Open Access

Extending shear-wave tomography for the lower mantle using S and SKS arrival-time data

  • S. Widiyantoro1, 2Email author,
  • B. L. N. Kennett1 and
  • R. D. van der Hilst3
Earth, Planets and Space201450:BF03352194

DOI: 10.1186/BF03352194

Received: 30 April 1998

Accepted: 20 August 1998

Published: 6 June 2014

Abstract

Seismic tomography using S wave travel times faces the difficulty imposed by the interference between S and SKS phases near 83° epicentral distance, as the SKS phase overtakes the S waves in the mantle. If the cross-over is avoided completely by excluding S data beyond 82° then no resolution is available below 2200 km in the lower mantle. A partial solution is to try to pick up the S phase beyond the cross-over which improves coverage and resolution in depth. However, a much larger improvement can be made by following the first arrival with S character and including SKS information with S.

Arrival times for both S and SKS phases and the event hypocentres have been taken from the reprocessing of data reported to international agencies.
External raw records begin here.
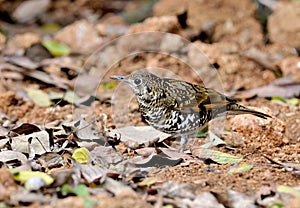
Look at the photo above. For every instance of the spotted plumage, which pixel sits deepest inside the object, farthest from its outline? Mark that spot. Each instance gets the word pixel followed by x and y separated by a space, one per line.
pixel 178 107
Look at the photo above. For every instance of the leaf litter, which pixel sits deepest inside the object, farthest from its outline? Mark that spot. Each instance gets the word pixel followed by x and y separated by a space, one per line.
pixel 55 159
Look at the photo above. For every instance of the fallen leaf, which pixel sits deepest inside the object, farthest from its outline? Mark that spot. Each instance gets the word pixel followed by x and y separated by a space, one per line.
pixel 81 155
pixel 24 128
pixel 238 168
pixel 289 190
pixel 35 183
pixel 148 181
pixel 216 156
pixel 92 173
pixel 8 155
pixel 157 161
pixel 29 10
pixel 238 200
pixel 24 176
pixel 39 97
pixel 134 136
pixel 55 48
pixel 80 190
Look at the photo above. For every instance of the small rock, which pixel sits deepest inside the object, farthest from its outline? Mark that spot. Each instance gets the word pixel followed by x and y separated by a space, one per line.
pixel 80 36
pixel 161 24
pixel 171 43
pixel 18 43
pixel 268 132
pixel 169 7
pixel 289 66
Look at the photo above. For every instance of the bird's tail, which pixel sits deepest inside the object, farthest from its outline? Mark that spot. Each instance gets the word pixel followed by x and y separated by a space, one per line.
pixel 236 109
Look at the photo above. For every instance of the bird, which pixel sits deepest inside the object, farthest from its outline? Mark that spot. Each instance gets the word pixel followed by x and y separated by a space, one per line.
pixel 178 107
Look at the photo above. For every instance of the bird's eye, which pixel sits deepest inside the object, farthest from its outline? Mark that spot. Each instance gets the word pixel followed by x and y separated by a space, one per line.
pixel 137 81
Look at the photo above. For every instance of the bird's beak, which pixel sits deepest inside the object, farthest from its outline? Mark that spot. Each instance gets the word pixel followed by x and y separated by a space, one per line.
pixel 120 78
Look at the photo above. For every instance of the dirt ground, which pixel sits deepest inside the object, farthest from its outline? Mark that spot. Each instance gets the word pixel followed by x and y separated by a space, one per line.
pixel 226 32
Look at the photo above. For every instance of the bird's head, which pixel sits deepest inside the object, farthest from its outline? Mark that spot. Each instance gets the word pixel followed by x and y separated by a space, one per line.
pixel 143 84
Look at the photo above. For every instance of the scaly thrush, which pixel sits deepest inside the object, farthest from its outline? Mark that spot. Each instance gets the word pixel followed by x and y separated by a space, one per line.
pixel 178 107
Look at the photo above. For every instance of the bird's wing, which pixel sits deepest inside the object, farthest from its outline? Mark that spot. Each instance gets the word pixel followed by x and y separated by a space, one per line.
pixel 188 98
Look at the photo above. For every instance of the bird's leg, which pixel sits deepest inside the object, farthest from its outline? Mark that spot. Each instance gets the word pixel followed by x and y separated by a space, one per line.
pixel 183 142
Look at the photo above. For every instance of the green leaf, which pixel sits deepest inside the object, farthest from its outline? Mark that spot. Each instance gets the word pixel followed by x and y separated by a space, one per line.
pixel 50 28
pixel 56 95
pixel 80 190
pixel 81 155
pixel 71 96
pixel 110 85
pixel 89 203
pixel 279 99
pixel 214 140
pixel 202 133
pixel 39 97
pixel 243 167
pixel 55 48
pixel 293 101
pixel 276 204
pixel 216 156
pixel 24 176
pixel 289 190
pixel 148 181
Each event has been relocated, including depth phase information, and later phases re-associated using the improved locations to provide a set of travel times whose variance is significantly reduced compared with the original data catalogues.
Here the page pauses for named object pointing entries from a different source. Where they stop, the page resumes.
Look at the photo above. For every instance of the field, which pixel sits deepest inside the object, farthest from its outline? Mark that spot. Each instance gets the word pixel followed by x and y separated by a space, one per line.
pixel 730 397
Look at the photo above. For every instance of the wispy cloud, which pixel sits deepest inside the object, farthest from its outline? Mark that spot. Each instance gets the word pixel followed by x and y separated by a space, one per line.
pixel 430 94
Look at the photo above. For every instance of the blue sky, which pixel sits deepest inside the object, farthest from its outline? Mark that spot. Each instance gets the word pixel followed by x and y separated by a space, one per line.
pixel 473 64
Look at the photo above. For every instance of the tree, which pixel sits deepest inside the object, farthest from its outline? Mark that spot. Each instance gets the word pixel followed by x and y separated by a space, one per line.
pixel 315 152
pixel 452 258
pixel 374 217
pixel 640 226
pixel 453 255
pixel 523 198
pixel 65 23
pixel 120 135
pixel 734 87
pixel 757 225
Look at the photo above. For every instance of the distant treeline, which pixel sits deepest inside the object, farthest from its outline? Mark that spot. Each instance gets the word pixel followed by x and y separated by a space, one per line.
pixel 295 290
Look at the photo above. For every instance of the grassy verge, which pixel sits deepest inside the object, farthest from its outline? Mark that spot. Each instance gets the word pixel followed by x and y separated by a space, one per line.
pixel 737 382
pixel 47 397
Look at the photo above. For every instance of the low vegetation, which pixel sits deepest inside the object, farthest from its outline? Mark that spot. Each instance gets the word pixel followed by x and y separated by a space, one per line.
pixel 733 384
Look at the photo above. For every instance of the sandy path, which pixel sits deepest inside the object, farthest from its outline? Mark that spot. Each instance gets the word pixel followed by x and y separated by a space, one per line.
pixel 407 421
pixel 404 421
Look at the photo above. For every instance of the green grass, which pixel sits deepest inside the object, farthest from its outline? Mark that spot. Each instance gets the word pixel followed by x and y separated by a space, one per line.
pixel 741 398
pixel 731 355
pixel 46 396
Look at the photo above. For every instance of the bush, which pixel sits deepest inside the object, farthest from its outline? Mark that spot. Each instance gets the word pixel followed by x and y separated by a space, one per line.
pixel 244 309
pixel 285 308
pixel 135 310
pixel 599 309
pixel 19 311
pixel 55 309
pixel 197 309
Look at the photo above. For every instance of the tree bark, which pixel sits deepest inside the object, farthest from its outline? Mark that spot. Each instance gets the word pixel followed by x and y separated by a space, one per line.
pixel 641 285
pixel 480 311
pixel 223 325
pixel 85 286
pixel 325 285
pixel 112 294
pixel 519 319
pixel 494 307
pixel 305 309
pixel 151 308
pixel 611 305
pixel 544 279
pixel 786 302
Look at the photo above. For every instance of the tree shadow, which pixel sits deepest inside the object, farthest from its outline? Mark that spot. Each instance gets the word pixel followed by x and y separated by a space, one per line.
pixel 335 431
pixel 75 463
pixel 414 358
S travel-time tomography including SKS information out to 105°, provides tomographic images with improved rendition of heterogeneity in the lower mantle. The three-dimensional models of SV wavespeed relative to the ak135 reference velocity model show a significant increase in heterogeneity at the base of the mantle which matches the behaviour seen in results derived from waveform inversion.

For most of the mantle there is a considerable similarity between the patterns of heterogeneity in the S wave images and recent P wave tomographic results, but greater differences develop in the lowermost mantle. In the D″ region the SV wavespeed patterns also show some differences from recent SH wavespeed results which mostly correlate with regions of recognised structural complexity.